Children’s Literature:

Suzuki Beane, 1961 (with Sandra Scoppettone)

Harriet the Spy, 1964

The Long Secret, 1965

Bang, Bang, You’re Dead, 1969 (with Sandra Scoppettone)

Nobody’s Family Is Going to Change, 1974

I Am Five, 1978

Sport, 1979

I Am Three, 1982

I Am Four, 1982

I Know Everything about John and He Knows Everything about Me, 1993

Bibliography

“Louise Fitzhugh.” Biography Today, 2010, p. 1. Biography Reference Center, search.ebscohost.com/login.aspx?direct=true&db=b6h&AN=34912694&site=brc-live.

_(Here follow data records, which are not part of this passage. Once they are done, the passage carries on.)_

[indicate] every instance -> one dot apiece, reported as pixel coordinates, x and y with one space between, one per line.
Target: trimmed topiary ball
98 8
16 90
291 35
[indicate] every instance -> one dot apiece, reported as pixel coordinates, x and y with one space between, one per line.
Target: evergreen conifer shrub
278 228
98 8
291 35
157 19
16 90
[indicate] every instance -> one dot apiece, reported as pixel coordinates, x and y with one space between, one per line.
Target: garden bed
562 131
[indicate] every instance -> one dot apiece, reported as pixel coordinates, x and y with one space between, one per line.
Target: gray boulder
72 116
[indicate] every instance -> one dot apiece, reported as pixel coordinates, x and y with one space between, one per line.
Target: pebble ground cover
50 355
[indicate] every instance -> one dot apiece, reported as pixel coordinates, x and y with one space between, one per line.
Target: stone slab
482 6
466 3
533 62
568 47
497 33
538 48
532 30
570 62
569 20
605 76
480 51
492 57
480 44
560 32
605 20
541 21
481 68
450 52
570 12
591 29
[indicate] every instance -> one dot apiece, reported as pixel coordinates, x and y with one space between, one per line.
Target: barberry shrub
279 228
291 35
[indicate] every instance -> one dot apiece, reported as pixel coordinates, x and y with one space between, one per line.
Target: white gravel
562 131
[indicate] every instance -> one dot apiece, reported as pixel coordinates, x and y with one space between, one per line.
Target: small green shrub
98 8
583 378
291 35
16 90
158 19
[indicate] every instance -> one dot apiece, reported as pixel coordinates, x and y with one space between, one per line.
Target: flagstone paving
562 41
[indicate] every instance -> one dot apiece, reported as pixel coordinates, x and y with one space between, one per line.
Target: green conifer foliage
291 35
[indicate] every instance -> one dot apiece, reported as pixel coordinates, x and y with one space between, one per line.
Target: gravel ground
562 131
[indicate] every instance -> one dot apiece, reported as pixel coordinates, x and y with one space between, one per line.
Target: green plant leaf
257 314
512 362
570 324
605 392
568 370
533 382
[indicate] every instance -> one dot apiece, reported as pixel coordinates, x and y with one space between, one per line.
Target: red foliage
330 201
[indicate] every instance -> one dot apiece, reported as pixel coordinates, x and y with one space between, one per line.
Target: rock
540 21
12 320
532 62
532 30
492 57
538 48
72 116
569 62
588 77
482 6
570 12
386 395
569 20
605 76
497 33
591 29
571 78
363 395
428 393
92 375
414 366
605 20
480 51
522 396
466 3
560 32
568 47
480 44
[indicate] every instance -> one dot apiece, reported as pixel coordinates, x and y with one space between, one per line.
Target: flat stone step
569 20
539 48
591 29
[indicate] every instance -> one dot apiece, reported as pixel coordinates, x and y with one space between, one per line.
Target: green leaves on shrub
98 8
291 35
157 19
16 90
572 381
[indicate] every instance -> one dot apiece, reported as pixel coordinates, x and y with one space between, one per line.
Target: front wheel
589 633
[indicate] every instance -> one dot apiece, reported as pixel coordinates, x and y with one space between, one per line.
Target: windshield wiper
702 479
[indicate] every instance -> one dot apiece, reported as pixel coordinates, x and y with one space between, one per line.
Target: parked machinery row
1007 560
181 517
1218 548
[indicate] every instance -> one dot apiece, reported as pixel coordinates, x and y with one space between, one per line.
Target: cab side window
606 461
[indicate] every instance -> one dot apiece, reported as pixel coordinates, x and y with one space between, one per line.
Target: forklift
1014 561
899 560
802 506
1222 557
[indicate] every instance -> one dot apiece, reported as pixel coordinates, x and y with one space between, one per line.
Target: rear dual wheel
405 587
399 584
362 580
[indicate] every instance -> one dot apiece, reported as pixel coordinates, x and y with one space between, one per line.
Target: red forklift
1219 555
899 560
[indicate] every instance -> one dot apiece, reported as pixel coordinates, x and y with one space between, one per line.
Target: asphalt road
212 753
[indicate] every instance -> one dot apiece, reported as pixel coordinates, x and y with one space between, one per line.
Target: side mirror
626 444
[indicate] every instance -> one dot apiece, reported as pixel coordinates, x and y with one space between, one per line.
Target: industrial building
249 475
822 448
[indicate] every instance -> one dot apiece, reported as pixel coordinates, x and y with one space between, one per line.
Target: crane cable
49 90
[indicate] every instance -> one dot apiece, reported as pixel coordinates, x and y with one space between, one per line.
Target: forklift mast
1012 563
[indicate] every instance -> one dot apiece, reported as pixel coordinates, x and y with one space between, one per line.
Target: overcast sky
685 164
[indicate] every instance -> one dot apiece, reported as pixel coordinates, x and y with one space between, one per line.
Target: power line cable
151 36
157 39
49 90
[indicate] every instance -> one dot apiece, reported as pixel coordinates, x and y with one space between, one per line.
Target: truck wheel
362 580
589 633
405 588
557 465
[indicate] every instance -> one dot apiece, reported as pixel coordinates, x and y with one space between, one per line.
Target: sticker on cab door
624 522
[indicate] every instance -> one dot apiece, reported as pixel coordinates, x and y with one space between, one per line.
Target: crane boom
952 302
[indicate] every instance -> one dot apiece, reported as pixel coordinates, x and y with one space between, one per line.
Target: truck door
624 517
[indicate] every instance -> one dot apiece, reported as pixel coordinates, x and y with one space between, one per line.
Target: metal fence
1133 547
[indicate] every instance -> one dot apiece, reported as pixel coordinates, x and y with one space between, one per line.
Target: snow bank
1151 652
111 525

Accessed 15 Jun. 2017. A brief biography of Fitzhugh, including summaries of Harriet the Spy and The Long Secret.

Horning, Kathleen T. “Spying on Louise Fitzhugh.” The Horn Book Magazine, May-June 2010, p. 13+. Horning recalls reading Harriet the Spy during her childhood and writes about her quest to find out more about Fitzhugh.

McMullen, Judith Q. “The Spy and the Poet: Young Girls as Writers in Harriet the Spy and Anastasia Krupnik.” Children’s Literature Association Quarterly, 1991 Proceedings, pp. 200–204. Compares the protagonists of Harriet the Spy and Lois Lowry’s Anastasia Krupnik to other literary characters who are young girls who write.

Morris, Robin Amelia. “The Secret Development of a Girl Writer: Louise Fitzhugh’s Harriet the Spy.” Mystery in Children’s Literature: From the Rational to the Supernatural, edited by Adrienne E. Gavin, Palgrave, 2001, pp. 115–130. Discusses the intersection of two genres, the künstlerroman, or artist’s novel, and the detective novel in Harriet the Spy.

Stahl, J. D. “Satire and the Evolution of Perspective in Children’s Literature: Mark Twain, E. B. White, and Louise Fitzhugh.” Children’s Literature Association Quarterly, vol. 15, no. 3, 1990, pp. 119–122. Examines the use of satire in the works of Twain, White, and Fitzhugh.